Marketing Attribution with Markov

How Cloudera uses Markov models to solve the multi-channel attribution problem

James Kinley

Published in

Towards Data Science

6 min readAug 3, 2020

An edited version of this article was first published on ClickZ: Marketer’s guide to data-driven marketing attribution.

Marketing attribution is a way of measuring the value of the campaigns and channels that are reaching your potential customers. The point in time when a potential customer interacts with a campaign is called a touchpoint, and a collection of touchpoints forms a buyer journey. Marketers use the results of an attribution model to understand what touchpoints have the most influence on successful buyer journeys, so that they can make more informed decisions on how to optimise investment in future marketing resources.

Buyer journeys are rarely straightforward and the paths to success can be long and winding. With so many touchpoints to consider it is difficult to distinguish between the true high and low impact interactions, which can result in an inaccurate division of credit and a false representation of marketing performance. This is why choosing the best attribution model for your business is so important.

In this post, I provide some insight into how Cloudera has used Cloudera products to build a custom, data-driven attribution model to measure the performance of our global campaigns.

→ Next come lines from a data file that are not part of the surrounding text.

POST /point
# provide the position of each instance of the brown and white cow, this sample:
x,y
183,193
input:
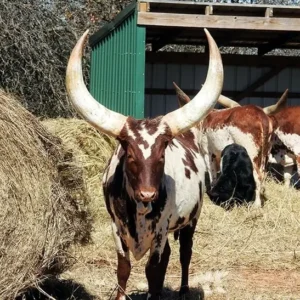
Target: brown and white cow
x,y
154,182
247,126
286,141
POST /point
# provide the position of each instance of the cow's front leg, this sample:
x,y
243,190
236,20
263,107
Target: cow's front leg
x,y
186,245
156,269
287,175
124,267
258,201
211,165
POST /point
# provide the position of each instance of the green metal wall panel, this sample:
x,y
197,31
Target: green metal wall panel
x,y
118,67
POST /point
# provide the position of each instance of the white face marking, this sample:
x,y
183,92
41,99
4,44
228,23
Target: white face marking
x,y
150,138
290,140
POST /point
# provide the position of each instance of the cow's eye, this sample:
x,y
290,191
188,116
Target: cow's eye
x,y
130,157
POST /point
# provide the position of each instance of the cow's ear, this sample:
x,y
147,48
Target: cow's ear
x,y
181,96
123,143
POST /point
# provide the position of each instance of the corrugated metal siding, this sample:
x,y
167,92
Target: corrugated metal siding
x,y
117,69
237,78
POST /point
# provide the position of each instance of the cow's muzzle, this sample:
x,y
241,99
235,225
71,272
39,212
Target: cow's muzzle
x,y
146,194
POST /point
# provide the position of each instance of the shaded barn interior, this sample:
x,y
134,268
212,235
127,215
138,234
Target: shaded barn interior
x,y
260,46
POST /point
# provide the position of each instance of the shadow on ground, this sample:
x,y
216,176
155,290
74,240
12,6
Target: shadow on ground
x,y
58,289
169,294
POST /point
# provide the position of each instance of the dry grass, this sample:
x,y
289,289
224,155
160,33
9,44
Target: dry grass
x,y
39,218
90,152
239,254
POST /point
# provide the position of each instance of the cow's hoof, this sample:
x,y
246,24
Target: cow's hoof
x,y
184,290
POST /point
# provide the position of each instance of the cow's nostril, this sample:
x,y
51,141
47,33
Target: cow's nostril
x,y
147,195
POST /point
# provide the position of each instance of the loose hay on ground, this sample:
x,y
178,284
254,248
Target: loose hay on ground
x,y
237,253
39,218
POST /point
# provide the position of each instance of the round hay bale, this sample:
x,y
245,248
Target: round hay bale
x,y
90,150
39,216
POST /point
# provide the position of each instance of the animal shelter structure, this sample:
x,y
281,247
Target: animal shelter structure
x,y
136,57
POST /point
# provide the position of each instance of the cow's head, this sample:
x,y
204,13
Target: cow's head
x,y
144,141
269,110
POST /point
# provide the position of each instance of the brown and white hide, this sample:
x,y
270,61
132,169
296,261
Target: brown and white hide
x,y
247,126
153,184
286,139
286,142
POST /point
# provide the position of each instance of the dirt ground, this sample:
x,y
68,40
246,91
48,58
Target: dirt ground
x,y
239,254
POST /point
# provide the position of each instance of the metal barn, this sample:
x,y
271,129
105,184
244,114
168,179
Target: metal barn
x,y
128,79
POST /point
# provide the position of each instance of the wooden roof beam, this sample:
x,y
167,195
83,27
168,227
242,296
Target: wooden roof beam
x,y
276,43
216,21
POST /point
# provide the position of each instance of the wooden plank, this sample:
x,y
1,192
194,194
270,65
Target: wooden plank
x,y
257,83
208,10
269,12
214,21
228,59
231,6
143,6
229,93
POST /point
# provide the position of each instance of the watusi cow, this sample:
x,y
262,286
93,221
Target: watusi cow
x,y
286,139
154,182
247,126
235,184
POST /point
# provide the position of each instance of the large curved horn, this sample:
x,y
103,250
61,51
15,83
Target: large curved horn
x,y
185,117
275,108
182,97
227,102
92,111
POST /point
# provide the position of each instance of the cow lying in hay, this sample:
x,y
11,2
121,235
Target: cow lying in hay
x,y
247,126
235,184
286,139
154,181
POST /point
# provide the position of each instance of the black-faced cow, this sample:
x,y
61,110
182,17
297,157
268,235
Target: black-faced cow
x,y
235,184
154,181
286,139
247,126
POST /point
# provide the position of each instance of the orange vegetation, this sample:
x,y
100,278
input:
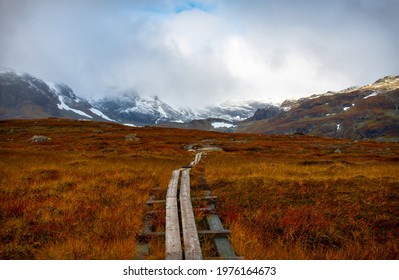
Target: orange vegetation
x,y
82,195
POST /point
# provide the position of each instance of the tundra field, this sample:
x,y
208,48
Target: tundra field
x,y
82,194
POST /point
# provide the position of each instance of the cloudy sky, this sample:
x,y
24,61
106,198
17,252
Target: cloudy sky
x,y
202,52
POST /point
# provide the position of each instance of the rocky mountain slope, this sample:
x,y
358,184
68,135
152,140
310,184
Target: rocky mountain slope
x,y
368,112
23,96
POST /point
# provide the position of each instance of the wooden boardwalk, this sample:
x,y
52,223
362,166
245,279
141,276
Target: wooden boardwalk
x,y
181,235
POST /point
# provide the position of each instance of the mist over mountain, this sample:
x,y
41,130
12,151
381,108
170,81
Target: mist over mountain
x,y
25,96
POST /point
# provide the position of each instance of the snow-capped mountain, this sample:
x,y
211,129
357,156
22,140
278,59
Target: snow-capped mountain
x,y
130,107
23,96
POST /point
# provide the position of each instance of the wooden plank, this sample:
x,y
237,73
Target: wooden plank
x,y
192,248
150,202
222,243
209,197
173,247
214,232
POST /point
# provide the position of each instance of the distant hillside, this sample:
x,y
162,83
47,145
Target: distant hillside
x,y
368,112
23,96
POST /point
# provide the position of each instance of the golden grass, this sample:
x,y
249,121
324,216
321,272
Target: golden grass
x,y
82,195
309,206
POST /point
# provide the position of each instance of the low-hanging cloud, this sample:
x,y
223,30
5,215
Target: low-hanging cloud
x,y
196,53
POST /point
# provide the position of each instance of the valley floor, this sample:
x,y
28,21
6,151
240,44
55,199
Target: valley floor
x,y
82,194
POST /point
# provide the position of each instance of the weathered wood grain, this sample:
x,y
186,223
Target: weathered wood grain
x,y
192,247
172,229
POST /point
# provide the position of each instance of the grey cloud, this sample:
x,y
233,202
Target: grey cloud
x,y
301,46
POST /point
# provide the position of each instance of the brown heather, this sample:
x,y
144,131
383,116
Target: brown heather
x,y
82,195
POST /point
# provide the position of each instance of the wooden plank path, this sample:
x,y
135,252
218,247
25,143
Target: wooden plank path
x,y
181,235
172,228
187,230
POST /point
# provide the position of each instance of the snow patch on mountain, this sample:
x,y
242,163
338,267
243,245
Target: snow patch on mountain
x,y
101,114
222,124
63,106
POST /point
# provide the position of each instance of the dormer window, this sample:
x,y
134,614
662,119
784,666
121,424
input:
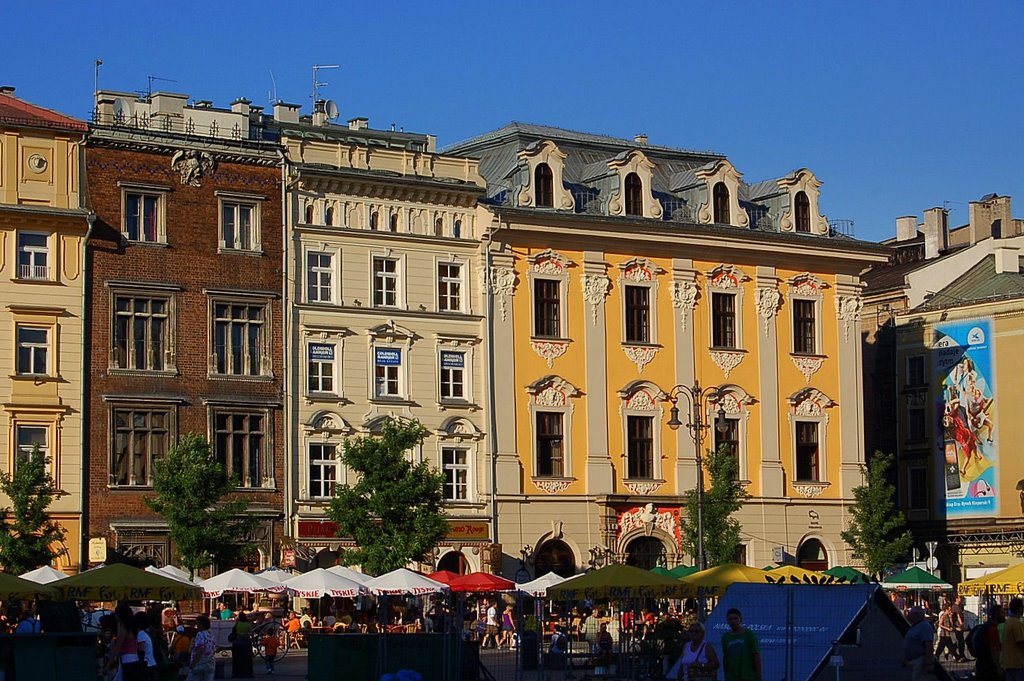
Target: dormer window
x,y
720,196
545,185
802,211
634,195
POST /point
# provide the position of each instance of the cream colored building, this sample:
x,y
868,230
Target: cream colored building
x,y
387,318
43,230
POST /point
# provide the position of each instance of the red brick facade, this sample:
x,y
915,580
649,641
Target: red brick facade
x,y
131,405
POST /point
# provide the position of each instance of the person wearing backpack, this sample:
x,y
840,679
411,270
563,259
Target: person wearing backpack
x,y
983,643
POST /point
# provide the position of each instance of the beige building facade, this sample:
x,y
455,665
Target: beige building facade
x,y
43,231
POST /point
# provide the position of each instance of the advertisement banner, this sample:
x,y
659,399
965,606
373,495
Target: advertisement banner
x,y
964,367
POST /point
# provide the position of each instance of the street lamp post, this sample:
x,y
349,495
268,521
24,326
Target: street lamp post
x,y
698,400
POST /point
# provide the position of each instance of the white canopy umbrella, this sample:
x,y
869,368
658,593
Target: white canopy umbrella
x,y
318,583
43,575
404,581
349,573
237,581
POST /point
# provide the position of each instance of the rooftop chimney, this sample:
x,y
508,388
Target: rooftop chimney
x,y
906,227
936,232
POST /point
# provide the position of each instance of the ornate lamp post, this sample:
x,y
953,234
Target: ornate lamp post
x,y
698,400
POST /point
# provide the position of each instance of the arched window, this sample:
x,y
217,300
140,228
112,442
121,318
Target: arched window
x,y
544,186
803,213
554,556
645,553
811,555
634,195
721,201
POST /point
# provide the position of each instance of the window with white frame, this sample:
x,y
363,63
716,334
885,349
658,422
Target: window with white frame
x,y
240,225
140,435
143,216
33,350
241,338
455,465
450,287
385,272
33,256
323,469
141,332
453,375
28,437
320,277
242,447
387,373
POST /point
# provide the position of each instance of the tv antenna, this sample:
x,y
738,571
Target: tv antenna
x,y
152,78
317,83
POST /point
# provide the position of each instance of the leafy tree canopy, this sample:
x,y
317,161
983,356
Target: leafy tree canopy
x,y
877,531
395,511
29,538
205,521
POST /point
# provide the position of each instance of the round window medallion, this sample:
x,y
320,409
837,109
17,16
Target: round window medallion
x,y
37,163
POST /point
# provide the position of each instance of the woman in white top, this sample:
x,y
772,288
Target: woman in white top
x,y
698,661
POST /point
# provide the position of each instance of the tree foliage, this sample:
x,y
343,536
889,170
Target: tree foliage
x,y
206,521
875,533
723,497
395,511
29,538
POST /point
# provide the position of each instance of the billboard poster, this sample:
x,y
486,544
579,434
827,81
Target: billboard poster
x,y
965,373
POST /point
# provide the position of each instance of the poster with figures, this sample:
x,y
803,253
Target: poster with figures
x,y
968,450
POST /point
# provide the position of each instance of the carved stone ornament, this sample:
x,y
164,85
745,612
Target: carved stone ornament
x,y
848,310
550,350
810,490
193,166
768,301
595,289
641,355
808,365
684,298
554,485
726,359
645,488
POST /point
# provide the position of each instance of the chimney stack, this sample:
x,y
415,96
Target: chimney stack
x,y
906,227
936,232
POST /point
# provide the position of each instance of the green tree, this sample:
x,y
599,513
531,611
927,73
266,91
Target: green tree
x,y
875,533
28,537
723,497
395,511
205,518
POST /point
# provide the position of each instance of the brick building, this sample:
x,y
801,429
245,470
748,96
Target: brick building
x,y
184,299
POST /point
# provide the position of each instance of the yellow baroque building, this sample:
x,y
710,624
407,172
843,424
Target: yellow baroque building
x,y
43,229
620,270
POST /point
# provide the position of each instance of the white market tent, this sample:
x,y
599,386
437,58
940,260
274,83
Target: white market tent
x,y
43,575
318,583
237,581
349,573
404,581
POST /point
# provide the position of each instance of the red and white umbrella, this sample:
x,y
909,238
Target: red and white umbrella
x,y
404,581
237,581
318,583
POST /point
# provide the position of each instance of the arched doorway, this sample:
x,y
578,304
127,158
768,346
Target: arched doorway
x,y
812,555
454,561
554,556
646,552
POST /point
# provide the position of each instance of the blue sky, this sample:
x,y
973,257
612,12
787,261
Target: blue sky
x,y
896,107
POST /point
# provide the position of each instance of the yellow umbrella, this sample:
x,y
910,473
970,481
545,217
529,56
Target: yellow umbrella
x,y
714,581
121,582
617,581
14,588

Limitations of traditional models

All attribution models have their pros and cons, but one drawback the traditional models have in common is that they are rules based. The user has to decide up front how they want the credit for sales events to be divided between the touchpoints. Traditional models include:

Luckily there are more sophisticated data-driven approaches that are able to capture the intricacies of buyer journeys by modelling how touchpoints actually interact with buyers, and each other, to influence a desired sales outcome. A data-driven model provides marketers with deeper insight into the importance of campaigns and channels, driving better marketing accountability and efficiency.

Cloudera’s data-driven approach

The first attribution model we evaluated was based on the Shapley value from cooperative game theory. I covered the details of this model in a previous post. This popular (Nobel prize winning) model provided much more insight into channel performance than the traditional approaches, but in its most fundamental implementation it didn’t scale to handle the number of touchpoints we wanted to include. The Shapley model performed well on a relatively small number of channels, but our requirement was to perform attribution for all campaigns, which can equate to hundreds of touchpoints along a buyer’s journey.

Before investing time into scaling out the Shapley algorithm, we researched alternate methods and decided to evaluate the use of Markov models to solve the attribution problem. We used the ChannelAttribution R package for the implementation and found that it produced similar results to the Shapley model, it could scale to a large number of touchpoints, and was easy to set up and use in Cloudera Data Science Workbench (CDSW).

Markov attribution models

Markov is a probabilistic model that represents buyer journeys as a graph, with the graph’s nodes being the touchpoints or “states”, and the graph’s connecting edges being the observed transitions between those states. For example, a buyer watches a product Webinar (first state) then browses to LinkedIn (transition) where they click on an Ad impression for the same product (second state).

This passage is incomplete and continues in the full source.